The perceived lack of progress in halting the drugs trade has been blamed on a lack of interest on Washington's part once it had achieved its prime objective - overthrowing the Taleban regime accused of harbouring September 11 atrocity suspect Osama bin Laden.


"After this, the US then began another military campaign, this time to overthrow Saddam Hussein in Iraq," independent political scientist Rashid Gani told IWPR. "The problem of destroying drug crops and heroin laboratories has therefore not been an American priority."


Gani also believes that the US sees Afghanistan's opium industry as a problem for Europe and Russia - where the majority of the country's narcotics end up - and is instead concentrating on the Latin American heroin trade which it views as a more direct threat.


However, all acknowledge that Washington has so far been generous to Tajikistan, with considerable funds being made available to the former Soviet republic's frontier guards and customs officers.

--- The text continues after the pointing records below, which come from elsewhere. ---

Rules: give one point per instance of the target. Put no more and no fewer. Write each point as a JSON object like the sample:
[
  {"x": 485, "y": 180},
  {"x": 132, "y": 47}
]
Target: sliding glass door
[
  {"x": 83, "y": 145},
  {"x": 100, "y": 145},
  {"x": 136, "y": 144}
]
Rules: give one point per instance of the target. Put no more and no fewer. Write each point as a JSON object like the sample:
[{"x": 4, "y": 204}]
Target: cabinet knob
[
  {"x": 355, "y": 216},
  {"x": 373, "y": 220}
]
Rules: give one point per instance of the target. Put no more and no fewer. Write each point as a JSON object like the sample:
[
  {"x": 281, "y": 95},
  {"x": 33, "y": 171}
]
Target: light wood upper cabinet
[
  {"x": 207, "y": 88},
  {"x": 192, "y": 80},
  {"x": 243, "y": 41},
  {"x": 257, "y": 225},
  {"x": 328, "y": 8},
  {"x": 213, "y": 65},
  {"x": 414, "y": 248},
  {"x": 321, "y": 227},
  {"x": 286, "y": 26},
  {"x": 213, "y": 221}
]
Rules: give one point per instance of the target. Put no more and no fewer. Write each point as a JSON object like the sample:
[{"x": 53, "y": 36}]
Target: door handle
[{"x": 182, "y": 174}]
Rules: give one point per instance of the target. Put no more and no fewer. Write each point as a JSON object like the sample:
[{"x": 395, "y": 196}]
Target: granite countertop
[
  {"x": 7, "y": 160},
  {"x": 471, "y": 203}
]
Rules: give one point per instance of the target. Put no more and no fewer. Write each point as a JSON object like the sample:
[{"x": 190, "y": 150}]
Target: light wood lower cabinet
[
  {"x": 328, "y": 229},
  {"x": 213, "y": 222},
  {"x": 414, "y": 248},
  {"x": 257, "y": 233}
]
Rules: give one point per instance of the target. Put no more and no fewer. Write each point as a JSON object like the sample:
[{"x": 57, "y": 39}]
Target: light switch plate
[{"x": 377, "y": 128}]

In February, the US ambassador to Tajikistan, Franklin Huddle, told officials that by the time a two-year 1.8 million US dollar aid programme has been completed at the end of 2003, border control personnel would be equipped with state of the art communications and monitoring equipment. In addition, around 500 frontier guards will have received training from American military specialists.


But there is a widespread view in Tajikistan that the US administration will need to demonstrate more political will if the problem is to be tackled successfully.


Analyst Tursun Kabirov believes that Washington, which is keen to support Afghan president Hamid Karzai's interim administration, may be unwilling to alienate the powerful warlords who still control large areas of Afghanistan - mostly those rich in opium fields. "Maybe the US wants to obtain greater loyalty from these field commanders," Kabirov suggested.


Afghanistan's transitional government has made a number of efforts to limit opium production within its borders, but with little success. Tajik analysts fear Karzai's offer of compensation - 600 dollars per hectare, compared to an opium grower's estimated average profits of 14,000 dollars for the same area - is unlikely to succeed.